The obvious solution:
- Raise the level of software discipline and professionalism.
- Never make excuses for sloppy work.
This is the point that the author of the Atlantic article missed entirely. The one thing he failed to consider was that the reason we are facing bugs that kill people and lose fortunes, the reason that we are facing a software apocalypse, is that too many programmers think that schedule pressure makes it OK to do a half-assed job.
I found it astounding that in that entire long article, the notion of testing was never examined as a solution – it was only presented as a forlorn and foolish hope. At one point he said of bugs:
You could do all the testing you wanted and you’d never find them all.
True as this may be, it is not a reason to discard, or reduce, or fail to increase testing as a discipline.
Several of the tools that the author presented were simply glorified REPLs. They allow the programmers to immediately visualize the results of their code.
I think that such rapid feedback is wonderful. I think that rapid feedback of that kind is extraordinarily valuable. But REPLs don’t replace tests.
Whenever I hear that a programmer “tested it in the REPL” I cringe. You don’t test things in the REPL; you try things in the REPL. A test is much more formal than a trial.
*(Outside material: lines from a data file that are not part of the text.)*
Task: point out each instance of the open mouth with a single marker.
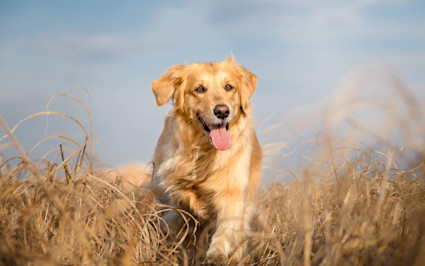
(218, 134)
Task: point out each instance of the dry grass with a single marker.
(351, 205)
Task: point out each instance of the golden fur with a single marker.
(190, 172)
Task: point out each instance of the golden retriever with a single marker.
(208, 159)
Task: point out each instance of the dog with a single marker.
(208, 158)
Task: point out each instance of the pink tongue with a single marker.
(220, 138)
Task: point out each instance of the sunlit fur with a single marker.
(190, 172)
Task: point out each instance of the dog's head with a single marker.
(215, 94)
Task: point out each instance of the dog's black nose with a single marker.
(221, 111)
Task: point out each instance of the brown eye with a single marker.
(200, 89)
(228, 87)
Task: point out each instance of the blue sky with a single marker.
(300, 51)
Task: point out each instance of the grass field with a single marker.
(350, 205)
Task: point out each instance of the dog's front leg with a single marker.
(231, 226)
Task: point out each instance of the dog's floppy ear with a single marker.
(165, 86)
(249, 84)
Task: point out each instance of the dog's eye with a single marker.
(228, 87)
(200, 89)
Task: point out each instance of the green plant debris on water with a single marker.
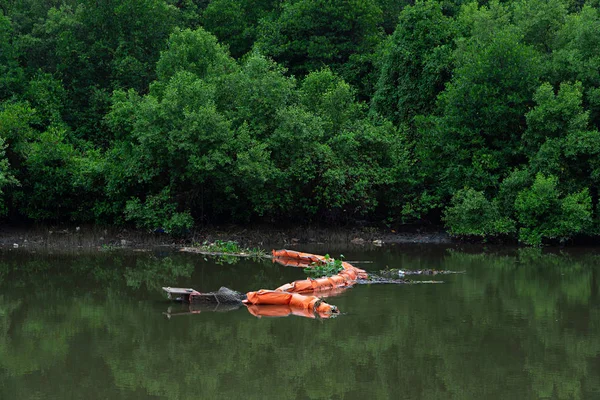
(227, 252)
(332, 266)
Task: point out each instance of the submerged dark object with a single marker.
(222, 296)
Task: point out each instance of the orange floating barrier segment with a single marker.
(293, 300)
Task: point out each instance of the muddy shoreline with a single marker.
(100, 237)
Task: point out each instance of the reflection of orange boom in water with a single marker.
(297, 298)
(290, 293)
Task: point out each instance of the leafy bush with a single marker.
(331, 267)
(543, 214)
(158, 213)
(471, 214)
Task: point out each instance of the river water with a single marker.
(518, 324)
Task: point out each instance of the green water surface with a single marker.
(519, 324)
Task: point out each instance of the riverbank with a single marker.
(93, 236)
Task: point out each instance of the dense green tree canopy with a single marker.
(168, 113)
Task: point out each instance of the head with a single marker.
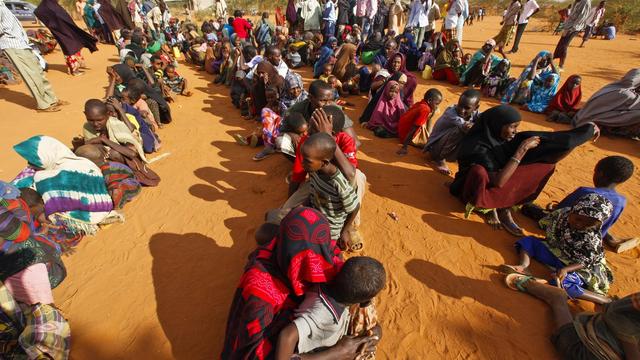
(95, 153)
(359, 281)
(95, 111)
(320, 94)
(327, 69)
(156, 62)
(33, 200)
(296, 123)
(612, 170)
(396, 62)
(468, 103)
(433, 97)
(589, 213)
(318, 152)
(273, 54)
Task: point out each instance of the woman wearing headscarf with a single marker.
(73, 190)
(276, 277)
(500, 168)
(615, 107)
(573, 247)
(70, 37)
(267, 76)
(576, 22)
(30, 267)
(326, 53)
(541, 93)
(538, 70)
(387, 112)
(293, 92)
(447, 61)
(564, 105)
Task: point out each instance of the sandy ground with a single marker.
(159, 286)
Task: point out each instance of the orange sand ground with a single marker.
(160, 285)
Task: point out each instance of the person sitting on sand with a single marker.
(415, 125)
(455, 122)
(614, 332)
(119, 178)
(386, 114)
(499, 168)
(615, 107)
(574, 248)
(322, 320)
(116, 135)
(609, 172)
(564, 105)
(330, 191)
(253, 323)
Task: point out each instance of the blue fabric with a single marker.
(619, 202)
(537, 250)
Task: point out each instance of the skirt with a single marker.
(524, 186)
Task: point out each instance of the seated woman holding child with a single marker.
(500, 168)
(615, 107)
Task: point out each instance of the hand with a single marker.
(322, 122)
(529, 144)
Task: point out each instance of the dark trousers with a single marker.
(519, 32)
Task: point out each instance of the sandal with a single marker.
(517, 281)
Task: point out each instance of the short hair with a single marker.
(249, 52)
(432, 94)
(31, 197)
(471, 94)
(322, 142)
(360, 279)
(317, 86)
(337, 116)
(293, 121)
(615, 169)
(95, 105)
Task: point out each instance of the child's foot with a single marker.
(506, 219)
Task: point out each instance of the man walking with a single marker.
(15, 44)
(529, 9)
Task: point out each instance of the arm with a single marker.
(500, 178)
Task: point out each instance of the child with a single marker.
(331, 193)
(574, 248)
(609, 172)
(175, 82)
(322, 319)
(496, 82)
(416, 124)
(119, 178)
(455, 122)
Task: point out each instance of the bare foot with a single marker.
(504, 215)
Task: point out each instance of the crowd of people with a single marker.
(298, 296)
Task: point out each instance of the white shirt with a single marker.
(527, 10)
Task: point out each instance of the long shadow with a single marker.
(192, 293)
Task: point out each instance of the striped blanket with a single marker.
(72, 188)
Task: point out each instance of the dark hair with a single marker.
(432, 94)
(249, 52)
(293, 122)
(317, 86)
(615, 169)
(95, 105)
(471, 94)
(337, 116)
(360, 279)
(322, 142)
(31, 197)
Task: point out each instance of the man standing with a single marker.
(15, 44)
(529, 9)
(592, 23)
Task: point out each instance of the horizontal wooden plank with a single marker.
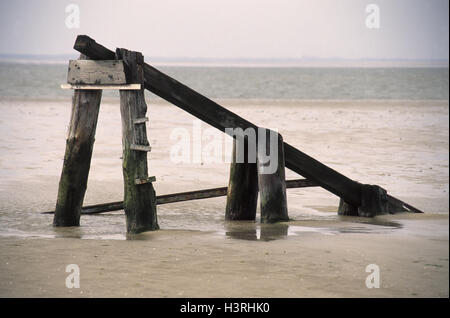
(145, 180)
(106, 72)
(182, 196)
(140, 148)
(221, 118)
(107, 87)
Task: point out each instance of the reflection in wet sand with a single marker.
(252, 231)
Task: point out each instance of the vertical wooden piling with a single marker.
(272, 186)
(139, 194)
(77, 158)
(242, 193)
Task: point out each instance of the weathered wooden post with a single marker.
(139, 195)
(77, 158)
(271, 177)
(242, 193)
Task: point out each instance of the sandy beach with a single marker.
(399, 145)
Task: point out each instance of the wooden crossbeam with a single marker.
(140, 148)
(106, 87)
(96, 72)
(182, 196)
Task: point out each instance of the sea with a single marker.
(35, 110)
(42, 81)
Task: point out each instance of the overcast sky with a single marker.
(409, 29)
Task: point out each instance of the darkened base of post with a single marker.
(139, 198)
(77, 158)
(272, 186)
(374, 201)
(242, 193)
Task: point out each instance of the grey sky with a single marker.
(410, 29)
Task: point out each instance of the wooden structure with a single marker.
(124, 70)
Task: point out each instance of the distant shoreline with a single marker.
(246, 62)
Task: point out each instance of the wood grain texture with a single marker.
(77, 158)
(272, 186)
(242, 194)
(139, 199)
(179, 197)
(96, 72)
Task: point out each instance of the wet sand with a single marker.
(400, 145)
(170, 263)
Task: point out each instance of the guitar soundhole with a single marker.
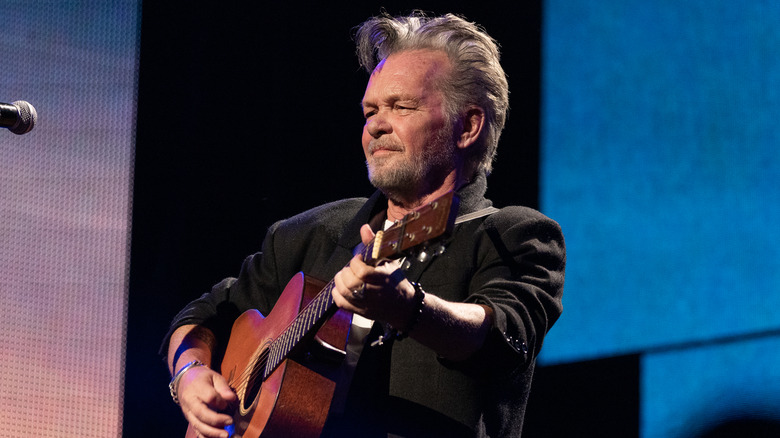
(254, 381)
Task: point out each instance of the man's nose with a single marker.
(378, 126)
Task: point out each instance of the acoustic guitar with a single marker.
(284, 367)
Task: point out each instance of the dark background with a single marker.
(249, 114)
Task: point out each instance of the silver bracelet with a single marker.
(175, 381)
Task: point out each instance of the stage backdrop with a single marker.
(64, 216)
(660, 160)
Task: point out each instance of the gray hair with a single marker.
(477, 77)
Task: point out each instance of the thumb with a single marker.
(223, 389)
(366, 235)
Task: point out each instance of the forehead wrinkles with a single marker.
(410, 74)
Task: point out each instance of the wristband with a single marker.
(175, 381)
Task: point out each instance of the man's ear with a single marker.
(472, 122)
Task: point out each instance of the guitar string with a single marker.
(250, 374)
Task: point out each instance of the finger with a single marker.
(224, 391)
(366, 234)
(203, 428)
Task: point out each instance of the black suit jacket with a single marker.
(512, 261)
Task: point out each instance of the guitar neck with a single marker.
(415, 229)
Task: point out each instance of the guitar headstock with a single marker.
(418, 228)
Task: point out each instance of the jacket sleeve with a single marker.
(256, 287)
(519, 273)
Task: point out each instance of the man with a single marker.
(435, 105)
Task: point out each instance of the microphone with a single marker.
(19, 117)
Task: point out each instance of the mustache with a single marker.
(384, 144)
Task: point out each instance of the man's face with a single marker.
(407, 138)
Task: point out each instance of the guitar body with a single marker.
(293, 401)
(284, 367)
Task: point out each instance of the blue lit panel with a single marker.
(660, 160)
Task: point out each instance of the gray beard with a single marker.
(409, 180)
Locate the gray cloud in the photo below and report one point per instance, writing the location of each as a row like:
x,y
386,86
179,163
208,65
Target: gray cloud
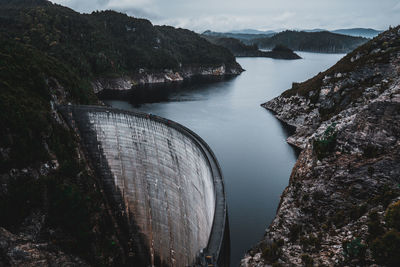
x,y
225,15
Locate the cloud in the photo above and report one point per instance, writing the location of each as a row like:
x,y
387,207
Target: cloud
x,y
225,15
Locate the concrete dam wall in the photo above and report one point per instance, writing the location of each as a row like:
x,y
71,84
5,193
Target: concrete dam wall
x,y
164,182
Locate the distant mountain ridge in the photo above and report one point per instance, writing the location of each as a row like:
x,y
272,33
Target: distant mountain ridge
x,y
246,35
359,32
239,49
320,42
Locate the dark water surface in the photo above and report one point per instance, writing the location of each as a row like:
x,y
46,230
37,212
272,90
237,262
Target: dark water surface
x,y
248,141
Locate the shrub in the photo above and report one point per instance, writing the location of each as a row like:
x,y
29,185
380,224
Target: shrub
x,y
272,252
295,231
392,216
354,249
307,260
386,249
375,228
326,144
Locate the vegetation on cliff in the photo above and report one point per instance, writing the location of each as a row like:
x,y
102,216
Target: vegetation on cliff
x,y
322,42
342,203
106,43
53,209
240,49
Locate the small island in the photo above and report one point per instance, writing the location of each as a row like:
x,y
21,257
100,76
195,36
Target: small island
x,y
239,49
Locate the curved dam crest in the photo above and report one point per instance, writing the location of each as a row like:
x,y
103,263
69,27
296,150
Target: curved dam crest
x,y
164,182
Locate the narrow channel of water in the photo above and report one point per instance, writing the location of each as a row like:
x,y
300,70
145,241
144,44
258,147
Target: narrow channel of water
x,y
248,141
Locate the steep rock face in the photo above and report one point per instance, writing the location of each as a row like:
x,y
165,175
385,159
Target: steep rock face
x,y
337,207
167,76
A test can be repeated. A test can be enhanced. You can add to a test. You can review a test. You can add a test to a larger suite of tests. A test is a document. A test is a program.
Better REPLs are not the answer. Model Driven Engineering is not the answer. Tools and platforms are not the answer. Better languages are not the answer. Better frameworks are not the answer.
Yes, those things are shiny, and they sparkle and glisten; but…
“The fault, dear Brutus, is not in our stars, But in ourselves…“
I stood before a sea of programmers a few days ago. I asked them the question I always ask: “How many of you write unit tests on a regular basis?” Not one in twenty raised their hands.